Ambach (ZEW): “Germany is Spain’s second exporting country. And with the energy transition, Spain can become even more important for Germany, for example through the sale of green hydrogen »
What are at stake for Germany and Europe in the next federal elections in your country? You have argued for a single market that protects us from being crushed by the United States and China. Do you think that German parties are really committed to European integration?
European countries are by far Germany’s main trading partners. German companies benefit greatly from the European single market. German parties should therefore be interested in strengthening the single market.
How can this affect countries like Spain if the German economy continues to suffer and does not find solutions?
Germany is Spain’s second largest exporting country. And with the energy transition, Spain can become even more important for Germany, for example through the sale of green hydrogen. Spain therefore wants to see the German economy grow again.

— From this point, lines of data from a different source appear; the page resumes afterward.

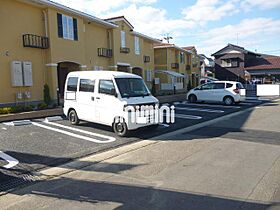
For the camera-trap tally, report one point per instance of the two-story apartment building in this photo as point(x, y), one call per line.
point(172, 67)
point(133, 51)
point(43, 41)
point(195, 68)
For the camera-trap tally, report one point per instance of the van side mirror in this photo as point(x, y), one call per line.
point(113, 92)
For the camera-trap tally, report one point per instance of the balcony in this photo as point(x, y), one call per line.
point(124, 50)
point(105, 52)
point(147, 59)
point(174, 65)
point(35, 41)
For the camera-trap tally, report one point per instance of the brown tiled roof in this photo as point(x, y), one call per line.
point(188, 48)
point(264, 63)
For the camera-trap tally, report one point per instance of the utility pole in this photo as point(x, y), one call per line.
point(167, 38)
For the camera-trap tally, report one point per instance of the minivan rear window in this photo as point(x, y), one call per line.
point(239, 86)
point(219, 86)
point(106, 86)
point(86, 85)
point(229, 85)
point(72, 84)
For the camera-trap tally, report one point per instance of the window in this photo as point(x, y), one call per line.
point(106, 86)
point(149, 76)
point(132, 87)
point(87, 85)
point(182, 57)
point(207, 86)
point(219, 86)
point(67, 27)
point(137, 45)
point(72, 84)
point(239, 86)
point(123, 39)
point(229, 85)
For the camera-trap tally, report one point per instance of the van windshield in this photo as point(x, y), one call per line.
point(132, 87)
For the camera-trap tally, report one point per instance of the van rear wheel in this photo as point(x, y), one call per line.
point(120, 128)
point(192, 98)
point(228, 100)
point(73, 117)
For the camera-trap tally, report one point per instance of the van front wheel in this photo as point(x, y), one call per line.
point(73, 117)
point(120, 128)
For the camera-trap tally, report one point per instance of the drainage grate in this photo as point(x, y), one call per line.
point(9, 182)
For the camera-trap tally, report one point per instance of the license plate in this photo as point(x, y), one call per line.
point(141, 120)
point(243, 92)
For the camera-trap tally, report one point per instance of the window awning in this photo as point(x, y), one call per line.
point(171, 73)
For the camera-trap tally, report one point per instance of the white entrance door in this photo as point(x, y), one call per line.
point(86, 98)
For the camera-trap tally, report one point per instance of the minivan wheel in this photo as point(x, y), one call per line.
point(73, 117)
point(192, 98)
point(120, 128)
point(228, 100)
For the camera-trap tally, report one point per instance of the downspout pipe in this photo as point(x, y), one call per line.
point(45, 23)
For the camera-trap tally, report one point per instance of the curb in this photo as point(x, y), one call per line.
point(32, 114)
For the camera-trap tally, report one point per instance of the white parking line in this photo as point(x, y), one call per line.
point(176, 103)
point(190, 117)
point(12, 162)
point(200, 110)
point(212, 105)
point(164, 125)
point(246, 103)
point(110, 139)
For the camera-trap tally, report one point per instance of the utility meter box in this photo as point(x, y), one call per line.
point(27, 73)
point(16, 74)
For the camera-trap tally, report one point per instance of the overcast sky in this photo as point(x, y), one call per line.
point(207, 24)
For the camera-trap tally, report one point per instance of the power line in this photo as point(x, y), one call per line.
point(273, 50)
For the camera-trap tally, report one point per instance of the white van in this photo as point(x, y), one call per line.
point(102, 96)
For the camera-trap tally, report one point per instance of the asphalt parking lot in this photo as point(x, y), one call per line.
point(28, 148)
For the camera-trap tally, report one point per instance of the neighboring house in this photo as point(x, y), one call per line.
point(195, 66)
point(238, 64)
point(172, 68)
point(133, 52)
point(207, 66)
point(264, 69)
point(43, 41)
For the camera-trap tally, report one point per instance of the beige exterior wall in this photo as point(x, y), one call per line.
point(17, 19)
point(131, 58)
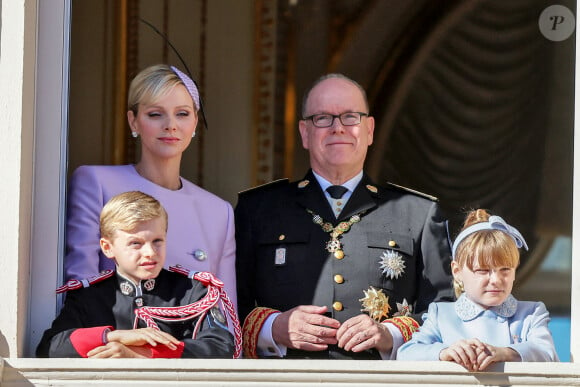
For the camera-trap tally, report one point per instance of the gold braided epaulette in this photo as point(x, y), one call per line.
point(412, 191)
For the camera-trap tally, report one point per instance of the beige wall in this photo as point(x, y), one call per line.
point(17, 48)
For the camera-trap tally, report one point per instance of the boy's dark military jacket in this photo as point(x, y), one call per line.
point(273, 221)
point(112, 302)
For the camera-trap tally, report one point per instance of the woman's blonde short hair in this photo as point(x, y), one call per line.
point(151, 84)
point(127, 210)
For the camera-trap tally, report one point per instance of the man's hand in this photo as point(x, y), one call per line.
point(142, 336)
point(361, 332)
point(305, 327)
point(117, 350)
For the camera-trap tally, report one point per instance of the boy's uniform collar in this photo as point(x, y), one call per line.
point(129, 288)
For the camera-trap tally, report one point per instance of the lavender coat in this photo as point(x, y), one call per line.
point(198, 220)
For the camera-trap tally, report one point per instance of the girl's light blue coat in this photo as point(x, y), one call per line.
point(521, 325)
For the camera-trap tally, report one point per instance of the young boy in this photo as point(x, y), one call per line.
point(140, 310)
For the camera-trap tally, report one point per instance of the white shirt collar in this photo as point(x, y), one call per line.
point(349, 184)
point(468, 310)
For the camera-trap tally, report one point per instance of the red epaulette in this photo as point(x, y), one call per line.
point(85, 283)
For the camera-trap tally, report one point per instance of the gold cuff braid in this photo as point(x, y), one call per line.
point(406, 325)
point(251, 330)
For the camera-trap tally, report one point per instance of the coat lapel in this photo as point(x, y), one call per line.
point(310, 196)
point(362, 199)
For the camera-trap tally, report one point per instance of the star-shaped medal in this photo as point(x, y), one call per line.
point(392, 264)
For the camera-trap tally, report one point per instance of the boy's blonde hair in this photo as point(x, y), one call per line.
point(126, 210)
point(486, 248)
point(151, 84)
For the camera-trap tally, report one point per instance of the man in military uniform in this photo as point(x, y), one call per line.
point(334, 266)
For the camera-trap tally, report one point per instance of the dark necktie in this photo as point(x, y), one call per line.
point(336, 191)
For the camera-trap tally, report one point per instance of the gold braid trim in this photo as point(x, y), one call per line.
point(406, 325)
point(251, 330)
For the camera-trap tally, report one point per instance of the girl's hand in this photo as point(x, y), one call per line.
point(494, 354)
point(466, 352)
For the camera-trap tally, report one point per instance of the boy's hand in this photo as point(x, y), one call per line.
point(142, 336)
point(117, 350)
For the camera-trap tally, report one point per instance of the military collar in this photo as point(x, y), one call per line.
point(129, 288)
point(468, 310)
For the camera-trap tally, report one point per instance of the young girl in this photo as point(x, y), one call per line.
point(486, 324)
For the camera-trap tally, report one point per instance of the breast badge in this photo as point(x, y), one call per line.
point(375, 303)
point(392, 264)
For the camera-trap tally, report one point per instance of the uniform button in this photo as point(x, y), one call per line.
point(200, 255)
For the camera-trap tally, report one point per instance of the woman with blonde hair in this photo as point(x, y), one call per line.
point(163, 106)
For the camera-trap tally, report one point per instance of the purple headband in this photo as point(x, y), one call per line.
point(189, 85)
point(494, 223)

You chair a key economic institution in Germany and your opinion is widely heard. Here we are primarily talking about investments. What path should the country follow in tax matters? I am referring to the debt brake, a mechanism which makes a certain impression in other countries.
The debt brake has served Germany well in the past, providing the German government with fiscal flexibility in times of crisis. A flexibility that other countries were not able to offer. The German debt brake has also indirectly contributed to the stability of the euro. But in the current situation, the debt brake is, in my opinion, too restrictive. It does not take into account the transformation. I hope the debt brake will be changed after the election and an infrastructure fund will be created.
There is a lot of talk about relations between Germany and China. On the one hand, we want to reduce dependence (reduce risks) and on the other hand continue to strengthen ties. What is better: break up completely and rebuild despite the initial pain, or pursue closer cooperation?
There are several paths to reduce risks. Small businesses tend to leave China. Large companies tend to produce in China for China, so supply chain disruptions will hurt them less. Governments could enable everyone to better diversify their supply chains by signing more trade agreements. With this in mind, it would be good for the recovery capacity to conclude an EU-Mercosur pact with Latin American countries.